Não sou otimista com o ajuste que está sendo feito. A maior parte dos ajustes bem-sucedidos tem três componentes. Uma política cambial com regras críveis, forte contração da despesa, de no mínimo 3% do PIB, e juros baixos para estimular investimento e consumo. A economia se recupera rapidamente. Ajustes que aumentam impostos normalmente não dão certo. A primeira etapa costuma ser a desvalorização cambial que aponta para o empresariado - se o câmbio permanecer competitivo, vai ter condições de exportar. Depois do ajuste cambial, que dá o estímulo à economia, tem o problema do impacto inflacionário. Aí vem o ajuste fiscal: cortam-se despesas do governo, o que dá credibilidade e segura a inflação.
Bem ou mal, desvalorização estamos tendo.
No nosso caso, ninguém tem segurança de que o câmbio vai ficar nesse nível. O empresário brasileiro demora pelo menos dois anos para responder a um ajuste cambial. Nenhum empresário está fazendo operações de adiantamento de câmbio. Todo mundo está esperando para ver o que acontece.

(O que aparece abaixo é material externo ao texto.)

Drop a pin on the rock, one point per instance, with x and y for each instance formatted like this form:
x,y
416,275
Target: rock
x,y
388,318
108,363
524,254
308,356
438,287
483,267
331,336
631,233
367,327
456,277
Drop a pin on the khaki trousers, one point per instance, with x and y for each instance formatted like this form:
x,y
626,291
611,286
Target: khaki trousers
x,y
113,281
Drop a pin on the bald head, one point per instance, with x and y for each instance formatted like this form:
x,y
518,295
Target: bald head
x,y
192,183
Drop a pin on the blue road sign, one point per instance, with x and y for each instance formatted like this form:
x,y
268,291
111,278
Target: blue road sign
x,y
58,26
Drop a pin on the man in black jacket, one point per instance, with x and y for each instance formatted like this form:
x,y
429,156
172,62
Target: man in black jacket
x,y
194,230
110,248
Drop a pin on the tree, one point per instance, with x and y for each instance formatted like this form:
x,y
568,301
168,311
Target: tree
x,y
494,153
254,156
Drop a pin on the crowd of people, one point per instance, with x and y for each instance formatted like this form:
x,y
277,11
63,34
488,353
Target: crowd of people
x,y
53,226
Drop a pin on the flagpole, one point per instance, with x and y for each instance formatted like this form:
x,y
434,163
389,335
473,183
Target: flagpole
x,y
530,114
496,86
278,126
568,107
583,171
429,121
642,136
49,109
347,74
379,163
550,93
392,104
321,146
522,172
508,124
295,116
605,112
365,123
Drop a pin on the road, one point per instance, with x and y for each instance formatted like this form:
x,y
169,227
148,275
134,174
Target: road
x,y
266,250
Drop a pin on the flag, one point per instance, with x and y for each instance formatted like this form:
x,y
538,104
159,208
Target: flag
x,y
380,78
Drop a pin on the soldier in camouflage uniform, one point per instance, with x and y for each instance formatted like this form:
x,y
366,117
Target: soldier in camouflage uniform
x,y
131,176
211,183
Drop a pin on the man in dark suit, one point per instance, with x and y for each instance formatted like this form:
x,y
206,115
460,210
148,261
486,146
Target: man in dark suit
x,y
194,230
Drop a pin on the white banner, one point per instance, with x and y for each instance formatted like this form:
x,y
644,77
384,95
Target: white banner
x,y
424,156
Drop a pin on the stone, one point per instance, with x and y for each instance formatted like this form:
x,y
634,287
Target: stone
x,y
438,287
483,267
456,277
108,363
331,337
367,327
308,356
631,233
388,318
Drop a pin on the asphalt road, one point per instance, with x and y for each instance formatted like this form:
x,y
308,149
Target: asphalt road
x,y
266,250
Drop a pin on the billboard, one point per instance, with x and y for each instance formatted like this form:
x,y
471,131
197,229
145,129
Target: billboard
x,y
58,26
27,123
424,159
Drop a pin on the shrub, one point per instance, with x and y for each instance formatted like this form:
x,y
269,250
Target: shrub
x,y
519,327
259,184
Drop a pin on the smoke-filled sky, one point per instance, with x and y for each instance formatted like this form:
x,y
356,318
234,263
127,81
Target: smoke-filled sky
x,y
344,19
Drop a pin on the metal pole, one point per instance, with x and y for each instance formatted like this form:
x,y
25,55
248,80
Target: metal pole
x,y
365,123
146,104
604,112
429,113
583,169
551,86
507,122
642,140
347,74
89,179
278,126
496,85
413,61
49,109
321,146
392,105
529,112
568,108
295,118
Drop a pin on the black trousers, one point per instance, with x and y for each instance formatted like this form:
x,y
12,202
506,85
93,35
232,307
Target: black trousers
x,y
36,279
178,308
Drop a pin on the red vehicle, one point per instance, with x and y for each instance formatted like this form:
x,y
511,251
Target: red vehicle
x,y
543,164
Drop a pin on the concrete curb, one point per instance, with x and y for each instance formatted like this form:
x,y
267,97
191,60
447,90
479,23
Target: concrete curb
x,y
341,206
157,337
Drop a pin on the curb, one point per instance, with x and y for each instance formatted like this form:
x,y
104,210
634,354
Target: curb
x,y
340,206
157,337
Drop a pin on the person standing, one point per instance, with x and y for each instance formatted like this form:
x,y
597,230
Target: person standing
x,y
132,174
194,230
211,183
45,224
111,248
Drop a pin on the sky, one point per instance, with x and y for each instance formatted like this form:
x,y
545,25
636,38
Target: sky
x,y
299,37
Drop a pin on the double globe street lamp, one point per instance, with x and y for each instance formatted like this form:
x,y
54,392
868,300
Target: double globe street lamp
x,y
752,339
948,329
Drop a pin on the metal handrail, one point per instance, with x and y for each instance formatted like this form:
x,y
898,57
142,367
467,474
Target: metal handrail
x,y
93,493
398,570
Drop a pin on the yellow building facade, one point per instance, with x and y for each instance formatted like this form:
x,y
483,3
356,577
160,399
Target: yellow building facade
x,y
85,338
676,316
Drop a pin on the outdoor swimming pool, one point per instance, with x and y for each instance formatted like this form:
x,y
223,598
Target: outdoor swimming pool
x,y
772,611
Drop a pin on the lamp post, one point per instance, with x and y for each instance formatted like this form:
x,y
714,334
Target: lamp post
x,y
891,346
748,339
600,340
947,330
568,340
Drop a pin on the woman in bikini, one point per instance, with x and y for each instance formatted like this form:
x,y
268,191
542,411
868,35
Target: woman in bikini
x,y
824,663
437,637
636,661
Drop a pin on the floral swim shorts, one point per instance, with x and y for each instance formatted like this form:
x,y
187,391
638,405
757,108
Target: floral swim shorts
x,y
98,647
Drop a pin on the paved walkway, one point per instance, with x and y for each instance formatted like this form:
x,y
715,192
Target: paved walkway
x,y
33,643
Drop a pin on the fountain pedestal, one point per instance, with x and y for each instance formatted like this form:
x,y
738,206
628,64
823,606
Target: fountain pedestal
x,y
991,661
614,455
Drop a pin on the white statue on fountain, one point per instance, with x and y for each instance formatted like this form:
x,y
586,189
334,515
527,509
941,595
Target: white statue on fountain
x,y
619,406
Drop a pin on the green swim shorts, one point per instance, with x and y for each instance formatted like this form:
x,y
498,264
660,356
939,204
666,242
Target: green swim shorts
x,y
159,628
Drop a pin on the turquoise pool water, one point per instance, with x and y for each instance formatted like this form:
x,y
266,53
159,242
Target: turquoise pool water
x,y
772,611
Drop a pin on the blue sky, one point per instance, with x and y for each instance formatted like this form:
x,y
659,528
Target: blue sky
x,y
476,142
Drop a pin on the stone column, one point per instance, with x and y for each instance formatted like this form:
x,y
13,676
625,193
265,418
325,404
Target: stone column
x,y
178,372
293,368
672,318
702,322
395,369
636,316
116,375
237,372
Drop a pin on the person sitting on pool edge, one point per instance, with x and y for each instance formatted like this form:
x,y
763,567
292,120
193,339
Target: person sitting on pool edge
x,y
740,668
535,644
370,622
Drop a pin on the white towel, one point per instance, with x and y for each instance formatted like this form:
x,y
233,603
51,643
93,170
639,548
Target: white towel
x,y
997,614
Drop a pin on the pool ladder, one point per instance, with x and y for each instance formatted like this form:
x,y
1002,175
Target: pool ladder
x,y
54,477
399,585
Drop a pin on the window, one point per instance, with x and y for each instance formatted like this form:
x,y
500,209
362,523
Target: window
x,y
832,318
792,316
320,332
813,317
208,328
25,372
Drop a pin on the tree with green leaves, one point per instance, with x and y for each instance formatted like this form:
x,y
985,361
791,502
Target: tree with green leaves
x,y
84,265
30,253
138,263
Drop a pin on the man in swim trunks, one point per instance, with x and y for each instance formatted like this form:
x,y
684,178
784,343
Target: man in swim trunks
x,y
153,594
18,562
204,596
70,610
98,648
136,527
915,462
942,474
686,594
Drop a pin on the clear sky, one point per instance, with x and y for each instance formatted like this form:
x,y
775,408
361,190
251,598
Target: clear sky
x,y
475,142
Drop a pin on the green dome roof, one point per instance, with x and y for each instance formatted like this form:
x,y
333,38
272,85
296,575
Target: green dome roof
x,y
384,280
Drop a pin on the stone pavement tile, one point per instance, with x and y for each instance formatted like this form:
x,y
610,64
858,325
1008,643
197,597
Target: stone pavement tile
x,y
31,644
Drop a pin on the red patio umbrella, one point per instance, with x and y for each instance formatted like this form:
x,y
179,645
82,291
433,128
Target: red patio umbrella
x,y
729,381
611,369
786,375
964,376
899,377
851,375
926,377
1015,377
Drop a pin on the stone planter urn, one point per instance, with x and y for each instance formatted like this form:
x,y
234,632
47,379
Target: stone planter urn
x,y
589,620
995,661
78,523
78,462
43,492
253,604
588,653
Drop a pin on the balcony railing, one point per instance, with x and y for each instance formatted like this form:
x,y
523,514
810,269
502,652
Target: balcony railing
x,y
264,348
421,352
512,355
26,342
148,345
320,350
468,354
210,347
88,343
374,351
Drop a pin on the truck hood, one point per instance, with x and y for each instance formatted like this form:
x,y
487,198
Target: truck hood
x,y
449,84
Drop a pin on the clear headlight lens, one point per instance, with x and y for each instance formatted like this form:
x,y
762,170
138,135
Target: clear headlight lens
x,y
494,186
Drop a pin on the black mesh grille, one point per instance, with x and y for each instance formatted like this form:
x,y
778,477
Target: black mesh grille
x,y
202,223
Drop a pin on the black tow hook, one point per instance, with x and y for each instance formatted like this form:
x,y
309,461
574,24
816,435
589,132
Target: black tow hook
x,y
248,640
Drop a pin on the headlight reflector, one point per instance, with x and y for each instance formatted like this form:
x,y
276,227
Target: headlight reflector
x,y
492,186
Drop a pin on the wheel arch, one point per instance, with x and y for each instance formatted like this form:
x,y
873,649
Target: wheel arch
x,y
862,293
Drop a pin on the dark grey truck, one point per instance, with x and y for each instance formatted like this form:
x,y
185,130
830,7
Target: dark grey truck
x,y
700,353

Se o câmbio se mantiver nesse nível, a indústria tem fôlego para se recuperar ou a desindustrialização é irreversível?
Tem fôlego para um longo processo de recuperação, mas o problema de longo prazo é mais complicado. O mundo se reorganizou nos últimos 40 anos e perdemos o bonde. A integração da indústria se deu com ampliação de cadeias globais de valor agregado. Todo esse processo da década de 80 para cá se deu por meio de acordos de livre comércio. Ficamos fora. Só fizemos o Mercosul, o clube dos não competitivos, que não tiveram coragem de fazer um projeto de país. Se temos dificuldade de fazer um mísero ajuste fiscal, imagina mudar toda a estrutura industrial. Nossa economia é fechada e vai continuar assim. Mas uma coisa pelo menos já aconteceu: a indústria brasileira em 1980 era contra qualquer negociação de livre comércio. Hoje, é a favor. O governo é que não é.
Os Estados Unidos preparam elevação dos juros, o que provoca alta do dólar ao redor do mundo. Quando os EUA elevaram os juros em 1979, o Brasil quebrou. Como isso refletirá em nós desta vez?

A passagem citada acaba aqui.